From 2cd265ffbcf73cfcca4c11b42673d93c5d508476 Mon Sep 17 00:00:00 2001
From: Michael Goin <michael@neuralmagic.com>
Date: Tue, 23 Jul 2024 12:26:47 -0400
Subject: [PATCH] Separate `kv_scale` into `k_scale` and `v_scale` (#25)

* Separate kv_scale into key_scale and value_scale

* New format and pass test
---
 auto_fp8/quantize.py   |  9 ++++-----
 tests/test_auto_fp8.py | 21 ++++++++++++++-------
 2 files changed, 18 insertions(+), 12 deletions(-)
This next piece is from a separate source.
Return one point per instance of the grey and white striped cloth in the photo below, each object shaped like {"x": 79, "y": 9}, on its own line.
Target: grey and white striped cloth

diff --git a/auto_fp8/quantize.py b/auto_fp8/quantize.py
index 38a4de6..d327d3a 100644
--- a/auto_fp8/quantize.py
+++ b/auto_fp8/quantize.py
@@ -298,9 +298,8 @@ def quantize_activations(
     cleanup_memory()
 
     # Post-process step for kv cache scales to take the k/v module
-    # `output_scale` parameters, take the max of them, and store them in
-    # the parent attention module as `kv_scale`
-    # NOTE: if we want to switch to the `output_scale` representation, we can simply remove this block
+    # `output_scale` parameters, and store them in the parent attention
+    # module as `k_scale` and `v_scale`
     if hasattr(quantize_config, "kv_cache_quant_layers"):
         # Assumes that list is ordered such that [layer0.k_proj, layer0.v_proj, layer1.k_proj, layer1.v_proj, ...]
         # so we make a list of tuples [(layer0.k_proj, layer0.v_proj), (layer1.k_proj, layer1.v_proj), ...]
@@ -313,8 +312,8 @@ def quantize_activations(
             k_proj = dict(model.named_modules())[k_proj_name]
             v_proj = dict(model.named_modules())[v_proj_name]
 
-            kv_scale = max(k_proj.output_scale, v_proj.output_scale)
-            parent_module.kv_scale = torch.nn.Parameter(kv_scale, requires_grad=False)
+            parent_module.k_scale = torch.nn.Parameter(k_proj.output_scale, requires_grad=False)
+            parent_module.v_scale = torch.nn.Parameter(v_proj.output_scale, requires_grad=False)
 
             # Remove output_scale from k_proj and v_proj
             k_proj.output_scale = None
diff --git a/tests/test_auto_fp8.py b/tests/test_auto_fp8.py
index 6045d84..7d79ff1 100644
--- a/tests/test_auto_fp8.py
+++ b/tests/test_auto_fp8.py
@@ -80,14 +80,21 @@ def test_kv_cache_static_quantization(model_id, target_size):
     model.save_quantized(quantized_model_dir)
 
     tensors = safetensors.torch.load_file(f"{quantized_model_dir}/model.safetensors")
-    proj_linear_count = 0
-    kv_scale_count = 0
+    k_proj_count = 0
+    v_proj_count = 0
+    k_scale_count = 0
+    v_scale_count = 0
     for name, _ in tensors.items():
-        if name.endswith("k_proj.weight") or name.endswith("v_proj.weight"):
-            proj_linear_count += 1
-        if name.endswith("kv_scale"):
-            kv_scale_count += 1
-    assert proj_linear_count // 2 == kv_scale_count
+        if name.endswith(".k_proj.weight"):
+            k_proj_count += 1
+        if name.endswith(".v_proj.weight"):
+            v_proj_count += 1
+        if name.endswith(".k_scale"):
+            k_scale_count += 1
+        if name.endswith(".v_scale"):
+            v_scale_count += 1
+    assert k_proj_count == k_scale_count
+    assert v_proj_count == v_scale_count
 
     # Measure checkpoint size and cleanup
     model_size = os.path.getsize(f"{quantized_model_dir}/model.safetensors")